My company develops Biometric software which uses many metrics the iPhone/iPod/iPad touch to assess the identity of the user.

My task has been to try and find out if the touchscreen on these devices is sensitive enough to get any kind of fingerprint. Our software can accurately identify a fingerprint with only a partial print at 160dpi. After much searching and discussion, I am still at a loss. I have a few questions and was hopeful someone here could help answer.

1. How does the screen respond to a touch on the screen? Does it sense the capacitance difference between the valley/ridges of a finger print?

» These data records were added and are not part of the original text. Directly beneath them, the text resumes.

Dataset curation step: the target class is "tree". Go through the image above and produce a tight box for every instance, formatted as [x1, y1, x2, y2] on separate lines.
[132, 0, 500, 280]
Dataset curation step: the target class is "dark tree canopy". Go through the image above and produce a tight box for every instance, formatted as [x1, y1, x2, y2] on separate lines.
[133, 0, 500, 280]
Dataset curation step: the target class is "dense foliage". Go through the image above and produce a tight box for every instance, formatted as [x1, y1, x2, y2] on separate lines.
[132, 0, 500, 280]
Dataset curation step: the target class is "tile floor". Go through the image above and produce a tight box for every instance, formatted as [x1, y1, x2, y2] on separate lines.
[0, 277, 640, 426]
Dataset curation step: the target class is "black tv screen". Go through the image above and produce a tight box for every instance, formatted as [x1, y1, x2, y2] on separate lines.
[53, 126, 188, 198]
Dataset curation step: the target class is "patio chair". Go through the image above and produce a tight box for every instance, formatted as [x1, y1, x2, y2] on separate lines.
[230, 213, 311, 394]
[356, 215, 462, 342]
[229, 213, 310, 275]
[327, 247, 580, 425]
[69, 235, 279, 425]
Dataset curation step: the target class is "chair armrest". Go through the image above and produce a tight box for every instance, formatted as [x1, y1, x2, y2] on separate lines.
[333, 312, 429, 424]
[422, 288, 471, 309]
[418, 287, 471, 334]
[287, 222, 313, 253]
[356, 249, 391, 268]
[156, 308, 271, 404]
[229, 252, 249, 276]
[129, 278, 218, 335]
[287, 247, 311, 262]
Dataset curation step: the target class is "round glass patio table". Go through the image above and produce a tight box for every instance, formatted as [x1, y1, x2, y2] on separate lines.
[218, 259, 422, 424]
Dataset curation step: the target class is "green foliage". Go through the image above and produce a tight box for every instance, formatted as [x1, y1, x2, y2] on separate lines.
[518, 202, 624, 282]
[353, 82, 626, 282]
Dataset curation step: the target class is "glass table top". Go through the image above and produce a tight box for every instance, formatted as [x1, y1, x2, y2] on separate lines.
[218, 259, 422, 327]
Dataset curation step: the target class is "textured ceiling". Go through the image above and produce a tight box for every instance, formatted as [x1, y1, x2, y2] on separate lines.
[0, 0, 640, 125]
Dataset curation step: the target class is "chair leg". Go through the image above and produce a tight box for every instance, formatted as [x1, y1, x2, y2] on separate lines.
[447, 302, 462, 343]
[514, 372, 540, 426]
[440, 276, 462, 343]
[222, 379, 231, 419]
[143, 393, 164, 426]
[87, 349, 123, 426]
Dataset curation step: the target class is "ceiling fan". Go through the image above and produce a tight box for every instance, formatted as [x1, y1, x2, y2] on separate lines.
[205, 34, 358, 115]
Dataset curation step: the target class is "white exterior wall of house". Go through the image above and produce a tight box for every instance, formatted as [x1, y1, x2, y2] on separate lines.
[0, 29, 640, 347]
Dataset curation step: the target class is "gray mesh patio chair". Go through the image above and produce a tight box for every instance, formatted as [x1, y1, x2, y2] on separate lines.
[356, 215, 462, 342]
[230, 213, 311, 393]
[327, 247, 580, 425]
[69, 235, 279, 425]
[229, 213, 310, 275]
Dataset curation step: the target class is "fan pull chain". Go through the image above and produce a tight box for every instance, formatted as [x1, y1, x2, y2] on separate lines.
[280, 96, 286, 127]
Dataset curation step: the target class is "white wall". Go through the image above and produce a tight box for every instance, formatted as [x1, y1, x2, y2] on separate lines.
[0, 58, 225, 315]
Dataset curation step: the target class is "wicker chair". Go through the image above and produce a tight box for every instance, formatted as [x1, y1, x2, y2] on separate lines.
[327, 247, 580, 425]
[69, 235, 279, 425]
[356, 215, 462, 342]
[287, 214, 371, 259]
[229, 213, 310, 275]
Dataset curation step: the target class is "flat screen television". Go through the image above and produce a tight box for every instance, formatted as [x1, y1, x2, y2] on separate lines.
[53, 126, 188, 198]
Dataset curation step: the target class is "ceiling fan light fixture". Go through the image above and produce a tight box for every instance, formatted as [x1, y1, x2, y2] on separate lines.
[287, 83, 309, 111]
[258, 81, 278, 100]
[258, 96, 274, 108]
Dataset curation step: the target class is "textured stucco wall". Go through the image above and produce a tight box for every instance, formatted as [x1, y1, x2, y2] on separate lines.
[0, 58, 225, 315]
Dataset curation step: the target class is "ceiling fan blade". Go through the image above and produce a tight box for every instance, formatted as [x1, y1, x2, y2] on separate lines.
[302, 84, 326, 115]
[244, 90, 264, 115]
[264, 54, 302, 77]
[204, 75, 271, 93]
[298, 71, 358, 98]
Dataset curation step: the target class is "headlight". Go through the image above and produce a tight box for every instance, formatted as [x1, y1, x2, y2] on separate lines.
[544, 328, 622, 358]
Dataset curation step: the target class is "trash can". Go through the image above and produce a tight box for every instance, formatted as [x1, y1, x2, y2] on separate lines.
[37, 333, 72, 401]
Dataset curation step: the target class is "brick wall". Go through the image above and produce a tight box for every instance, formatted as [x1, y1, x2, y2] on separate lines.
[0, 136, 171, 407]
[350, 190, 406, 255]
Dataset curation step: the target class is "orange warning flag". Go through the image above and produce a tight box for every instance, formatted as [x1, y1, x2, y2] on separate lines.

2. When I was reviewing capacitance fingerprint scanners, it appears to be the same technology. After a few conversations with touchscreen manufacturers, it seems the technology is very similar but a phone touchscreen has much fewer electrodes and uses interpolation and different to determine where on the screen is being pressed.
 
I know these are broad questions, but I'm having a difficult time even trying to figure out the right questions to ask. The basic question I have is:

Does a iDevice have enough sensitivity in the screen to pull a rough fingerprint image? If not, why not? If anyone could help me answer or point me in the right direction, I would greatly appreciate it. I've been searching for a while and haven't been able to locate a satisfactory answer.

Mysterioii:

If it has fewer sensors and uses interpolation to make an educated guess as to where you're touching, that would explain why my droid razr maxx seems to do a crappy job of identifying which link I'm trying to click or which key I'm trying to press on the on-screen keyboard.   :badmood:  It could just be that the software isn't making the most of the hardware's capabilities, but based on my user experience I'd be shocked if this thing would have the capability to do what you're looking for.

kahlid74:

My understanding is the technology used does not allow information like that to be gathered because it is only concerned with gathering position, not "what" is touching it.  My guess is you could hack one to do what you're looking for but the iOS may not have hooks in it capable of doing such natively.

drventure:

First, I don't know ANYTHING about this particular area, so take my comments with a grain of salt.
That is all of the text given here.